What were the selling, general, and administrative expenses for Christian Brothers Automotive in 2023?
Christian_Brothers_Automotive Franchise · 2025 FDDAnswer from 2025 FDD Document
lders' equity | $ 663,061,823 | $ 576,351,339 |
Consolidated Statements of Income Years Ended December 31, 2023 and 2022
| 2023 | 2022 | |
|---|---|---|
| Revenues | $ 137,196,643 | $ 122,309,502 |
| Operating Costs and Expenses | ||
| Cost of revenues | 42,731,504 | 40,601,283 |
| Selling, general and administrative expenses | 50,507,014 | 41,565,152 |
| Compensation expense associated with ESOP | 10,121,713 | 14,206,798 |
| Total operating costs and expenses | 103,360,231 | 96,373,233 |
| Income from operations | 33,836,412 | 25,936,269 |
| Other Income (Expense) | ||
| Gains on sale-leaseback transactions | 2,044,287 | 920,683 |
| Gains on sale of leased properties | 3,613,496 | 13,994,953 |
| Interest income | 1,234,707 | 859,510 |
| Interest expense | (6,596,136) | (2,497,171) |
| Other income, net | (293,984) | 467,395 |
| Total other income, net | 2,370 | 13,745,370 |
| Net income before state income taxes | 33,838,782 | 39,681,639 |
| State Income Tax Expense | (1,799,431) | (1,535,256) |
| Net income | 32,039,351 | 38,146,383 |
| Less net income attributable to noncontrolling interest | (592,784) | (11, |
Source: Item 23 — RECEIPTS (FDD pages 76–372)
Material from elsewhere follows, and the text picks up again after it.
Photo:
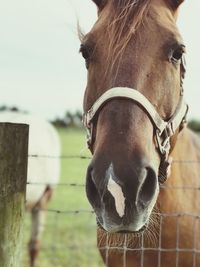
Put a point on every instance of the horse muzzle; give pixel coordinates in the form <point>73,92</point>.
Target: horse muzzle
<point>122,204</point>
What This Means (2025 FDD)
According to Christian Brothers Automotive's 2025 Franchise Disclosure Document, the company's selling, general, and administrative expenses for the year 2023 were $50,507,014. This figure is part of the consolidated financial statements audited by an independent auditor. These expenses are a key component of the company's overall operating costs and expenses.
Selling, general, and administrative (SG&A) expenses typically include a wide range of costs associated with running the business, such as salaries, marketing, rent, utilities, and other overhead costs. For a prospective franchisee, understanding this figure is crucial as it provides insight into the financial health and operational efficiency of Christian Brothers Automotive. A higher SG&A may indicate higher operational costs, which could impact the profitability of individual franchise locations.
It's also important to note that this figure is part of the consolidated financial statements, which include the financial performance of Christian Brothers Automotive's subsidiaries, such as WWK Warranty and Administration LLC and Foedus Sui, LLC. Therefore, the SG&A expenses reflect the overall costs of running the entire Christian Brothers Automotive organization, not just the franchising operations. Franchisees should consider this in the context of the revenues and other expenses to assess the overall financial performance of the company.